[C.elegansII] lw6 : E cells fail to gastrulate, division rate does not slow; mutant EMS not responsive to WT P2 induction. lw6/Df similar. OA>10: it92, lw63 (Gro, sterile). Cloned: cosmid rescue (T10G8). [EH; CB]
[Shaw JE] lw6 and it92 are not null alleles. lw6 and it92 are recessive, strict maternal effect lethal. Dead embryos arrest development with approximately normal cell number but no morphogenesis. Dead embryos are highly penetrant for lack of both differentiated gut cells and pharyngeal muscle. Other tissues (hypodermal, neuronal, body-wall muscle) are present. Early defects in E lineage,i.e. early 2E to 4E division and failure to gastrulate, highly penetrant. Null phenotype likely recessive slow-growing, sterile adult.

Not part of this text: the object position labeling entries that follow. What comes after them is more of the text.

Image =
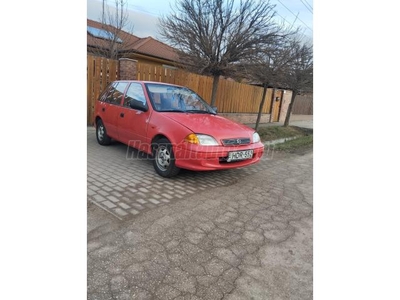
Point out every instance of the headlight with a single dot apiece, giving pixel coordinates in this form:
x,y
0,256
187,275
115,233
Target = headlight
x,y
256,137
201,139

gut-2 encodes a member of the Sm protein family with highest similarity to human U6 snRNA-associated Sm-like protein, LSm2, that affects embryonic viability.
Predicted to contribute to RNA binding activity. Predicted to be involved in mRNA splicing, via spliceosome. Predicted to be located in P-body. Predicted to be part of Lsm1-7-Pat1 complex and ribonucleoprotein complex. Is an ortholog of human LSM2 (LSM2 homolog, U6 small nuclear RNA and mRNA degradation associated).